Getting started with RT5350F evaluation board – Internet Of Things

I recently bought a RT5350F evaulation board  to play around with Internet of things. I first got to know about this from a kickstarter campaign named Vocore. Its based on the chip RT5350F from Ralink. The highlight of that chip is that its a Wifi SOC which can run  Linux. The  board I use is RT5350F-OLinuXino-EVB from Olimex. It comes in two parts the Module and the baseboard. The module is a self contained module ready boot up while the base board provides a quick user interface for evaulation and other purpose.

So in order to start using this Linux running  board you need few basic things. 1 Power, 2 serial access. For a typical Embedded Linux PC the fundamental access to the machine is serial terminal, without that its imposssible to get things started.

For this purpose I bought Sparkfun FTDI Basic Breakout – 3.3V  from exp-tech.de . Its nifty tool for getting serial access to variety of devices from microcontroller till Embedded Linux boards.
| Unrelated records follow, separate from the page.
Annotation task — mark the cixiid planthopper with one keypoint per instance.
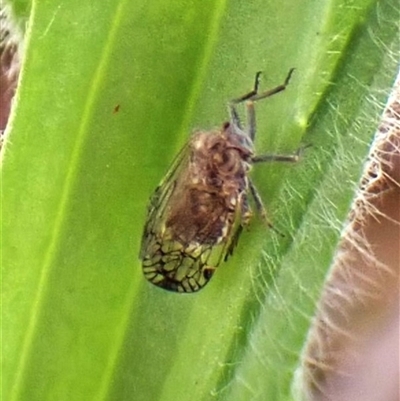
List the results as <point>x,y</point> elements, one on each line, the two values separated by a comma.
<point>197,213</point>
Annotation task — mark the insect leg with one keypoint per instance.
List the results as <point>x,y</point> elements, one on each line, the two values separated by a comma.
<point>270,92</point>
<point>260,207</point>
<point>251,120</point>
<point>250,94</point>
<point>294,158</point>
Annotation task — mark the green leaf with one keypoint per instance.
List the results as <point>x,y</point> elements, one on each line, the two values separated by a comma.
<point>109,91</point>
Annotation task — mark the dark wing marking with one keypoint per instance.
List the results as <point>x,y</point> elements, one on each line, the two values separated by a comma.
<point>167,262</point>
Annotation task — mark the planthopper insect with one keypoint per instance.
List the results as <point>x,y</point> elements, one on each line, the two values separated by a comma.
<point>197,213</point>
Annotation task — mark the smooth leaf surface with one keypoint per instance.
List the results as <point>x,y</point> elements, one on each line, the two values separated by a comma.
<point>109,92</point>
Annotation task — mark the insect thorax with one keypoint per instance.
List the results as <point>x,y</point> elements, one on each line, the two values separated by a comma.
<point>210,190</point>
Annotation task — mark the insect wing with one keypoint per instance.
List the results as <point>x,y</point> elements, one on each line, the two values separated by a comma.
<point>167,262</point>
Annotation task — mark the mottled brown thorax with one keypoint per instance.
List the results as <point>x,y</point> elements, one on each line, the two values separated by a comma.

Here is the big picture of all you need.

 

The Big picture

The Big picture

 

Power:

I used a 5V 3A power supply to power the RT5350F board.

Serial Connection:

All you need to do is connect the RX, TX and GND of the EVB to the TX, RX and GND of the FTDI Breakout board.

For connecting the EVB to the FTDI Breakout board, I took a servo motor extender cable with cut it in to two halves and used the female part to be connected to EVB and created a male side using break away headers like this.

Serial connection cable

Here is the schematic of the wiring

cable

And I made a short video of the whole thing.

On the PC side I was using  Lubuntu operating system running minicom serial terminal application. Alternatively you can also use cutecom and if you are running windows you can try Putty serial or Hyper terminal or any other serial terminal program.

Flow Control:

Everything was going good and was able to see the Linux boot messages but I was unable to get the root prompt. This was because the minicom was trying to use hardware flow control but I had used only RX, TX and not other pins which are required for flow control. To solve this I disabled the hardware flow control in the minicom setup. (Type Ctrl-A and then Shift-o to reach the settings menu) and finally I got the command prompt aka shell of the OpenWrt Distro :).

Overall it was a smooth experience in getting started with the board and I was completely satisfied with the initial setup process. What was disappointing for me was the shipment  issue. Yes I ordered couple of boards directly from Olimex to be shipped to Germany. I received the board , opened it and noticed that there was a crack in one of the relays.

Broken Olimex board - shipment

I immediately contacted the support of the olimex website to report the issue. After a couple of email exchange I was pointed to this link https://www.olimex.com/wiki/GTC#Broken_Items_during_shipment .  From the link it was quiet clear that I should  get hold of the guy who delivers the shipment.

Lesson learnt: Never send the delivery  guy until you are 100% sure that nothing is damaged.

Anyway I tested those relays they seem to work fine, its just the outer plastic which got damaged.

But in the meantime, I compared the two shipments the one I got from Olimex and the one I got from Exp-tech. Olimex  shipped in a bubble wrap cover and Exp-tech shipped in a cardboard box.

Exp-tech package:

Exp-tech packaging

 

Olimex Package:

Olimex package

 

Olimex Package

For me its very clear that the shipment will get damaged if one is using a bubble wrap rather than a cardboard box.